I wish junior me had known the concepts of Advocacy and Inquiry as two ways to engage in communication. As I shared in my last blog (about activism for change on behalf of your organization in the external world), Advocacy is stating your view or making a demand. Inquiry is seeking solutions in a collaborative process.

In my work to “save the facility!” from budget cuts, I was all-Advocacy-all-the-time. This was in part because I sat at the bottom of the org chart. I was far from the decision-making. But looking back now, there were opportunities to participate in Inquiry and help steer the decision to the best possible solution. I was not savvy enough to realize it. I was also too attached to the righteousness of being the Advocate.

Here’s what those opportunities to shift to Inquiry looked like: My boss asked me for ideas a couple times during her attempts to manage me in those days. And, magically, there was one side conversation in the parking lot after the big hearing with her boss’s boss, the head of the whole Department of Public Health, where I was offered a chance to contribute ideas for how to preserve services in the facility while also balancing a very out-of-whack budget. Why didn’t I jump on those chances? I think it was too much of a shift for me to make, and I knew I didn’t have enough knowledge of the budget and the process to jump in.
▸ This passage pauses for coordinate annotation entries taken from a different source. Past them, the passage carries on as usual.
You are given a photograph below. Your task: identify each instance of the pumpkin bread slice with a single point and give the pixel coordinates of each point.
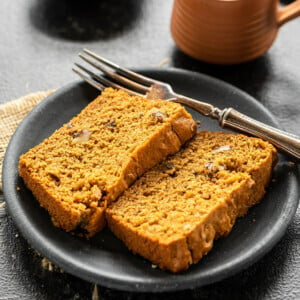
(173, 213)
(91, 160)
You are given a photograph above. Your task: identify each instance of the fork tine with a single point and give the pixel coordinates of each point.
(133, 75)
(105, 82)
(95, 84)
(127, 82)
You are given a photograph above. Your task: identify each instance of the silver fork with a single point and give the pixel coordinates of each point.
(137, 84)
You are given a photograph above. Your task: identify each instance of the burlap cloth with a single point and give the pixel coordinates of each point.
(11, 114)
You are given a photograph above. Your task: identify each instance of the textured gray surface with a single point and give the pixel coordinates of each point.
(39, 43)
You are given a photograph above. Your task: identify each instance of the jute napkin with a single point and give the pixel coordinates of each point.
(11, 114)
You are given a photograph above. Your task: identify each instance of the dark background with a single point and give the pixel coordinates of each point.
(39, 42)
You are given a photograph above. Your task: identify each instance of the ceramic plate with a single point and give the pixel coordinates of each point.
(104, 259)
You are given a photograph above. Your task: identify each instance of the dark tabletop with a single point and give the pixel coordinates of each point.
(39, 41)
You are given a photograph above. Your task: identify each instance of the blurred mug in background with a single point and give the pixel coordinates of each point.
(228, 31)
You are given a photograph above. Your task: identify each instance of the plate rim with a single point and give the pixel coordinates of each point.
(138, 286)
Inquiry also requires trust. And there was a lack of trust between me and the bosses. The bosses lacked trust towards me, a previously well-regarded social worker, because I had been outspoken and borderline confrontational. My colleagues and I lacked trust toward the bosses, because of this seeming attack on our hard work and on the needs of these mentally ill people living in the facility.


That’s the dance of creating change within your organization:

How do you create the discomfort with the status quo that is required for change to happen, without creating a Me versus Them division that will undermine trust and stand in the way of the change you seek?
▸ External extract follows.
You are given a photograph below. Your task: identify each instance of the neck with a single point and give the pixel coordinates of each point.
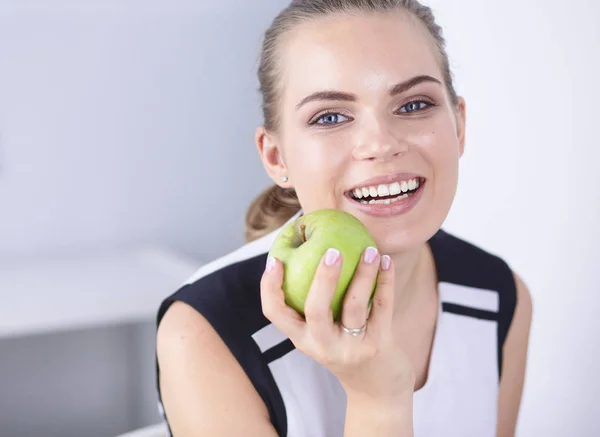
(411, 271)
Try this: Stop to think about the right ways and the right moments to employ Advocacy and Inquiry, and how to use them together, to make change happen over time within your organization.

P.S. What happened at the psychiatric hospital, you ask? The budget cuts were not as severe as threatened. I left that job, burned out after the drama and maybe a little embarrassed. The facility stayed open with the same level of services, then cuts were made later. A couple years later, in a job interview at another social work program downtown, the hiring manager asked me why I was a social worker and not an attorney. I did not get that job, but I did get a great position back on the hospital campus with patients living in the community and on the streets.